# 20 gallom reef anenome upside down mysterious tang death



## Ivanrad (Aug 22, 2010)

Hello all my 20 gallon reef has been setup for 6 weeks now . I used the same live rock and live sand that the anenome and clown fish came with , I've used meersaltz for my salt mixing I spend hours mixing salt . I have 2 clown perculas and a yellow tail damsel , coral banded shrimp , 2 feather dusters . my tank has a cpr refugium with macroalgae in it to keep the tank filtered . ive never had the tank drop below 79.9 and never reach 82 degrees. I also have a protein skimmer setup . all my levels are ideal except for magnesium . I haven received my mag test kit . but my levels have barely fluctuated . I always a climate my fish using the drip method . I acclimated my anenome for an hour . mysteriously one day last week I see my tang within a one hour period just die , it could have been the anenome that stung him or the damsel that killed him. I always feed the full life spectrum along with brine shrimp and marine enhanced vitamin diet . now for the anenome problem . I noticed my anenome was perfect for 1 week then he moved and ,moved and moved. He now looks like someone m,microwaved the side of him. But every 3 hours he goes from upside down dead to full blown healthy . is this because I haven't dosed trace minerals. Let me know what you all think . I always make suree they aren't overfed either , I'm using a 14 inch 6x 3 watt led light from evo. Sry for the crappy typing waiting for my college class to start thanks all .
_Posted via Mobile Device_


----------



## wake49 (Jul 2, 2008)

The tank looks a little overstocked. That Tang was in too small of a tank. The smallest tangs, the Ctenochaetus genus (like Koles and Bristletooth), should be homed in nothing smaller than a 70 gallon.

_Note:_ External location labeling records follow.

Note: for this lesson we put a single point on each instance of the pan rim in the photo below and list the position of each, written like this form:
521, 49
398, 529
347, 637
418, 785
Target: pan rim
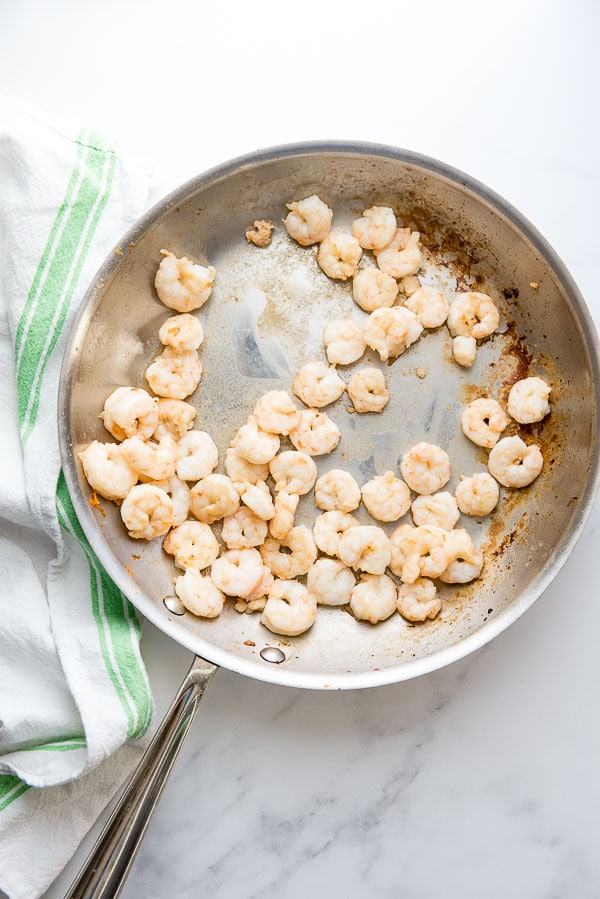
251, 667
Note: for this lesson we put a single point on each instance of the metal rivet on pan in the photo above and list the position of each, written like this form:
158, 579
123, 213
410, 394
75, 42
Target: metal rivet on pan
174, 605
272, 654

What are your water parameters? Mostly Calcium and Alkalinity I am concerned with. Please post Calcium in ppm and Alkalinity in dKH.

Thanks and I look forward to helping you.


----------



## Ivanrad (Aug 22, 2010)

calcium 450 ppm and alk 12 dkh


----------



## wake49 (Jul 2, 2008)

Ivanrad said:


> calcium 450 ppm and alk 12 dkh


Can you post any pictures?

Anenomes very often close up when releasing waste into the water column. Is this by chance what you see?


----------



## Ivanrad (Aug 22, 2010)




----------



## Ivanrad (Aug 22, 2010)

anyone?


----------



## wake49 (Jul 2, 2008)

It looks like it is dying. How long has he been in the tank? 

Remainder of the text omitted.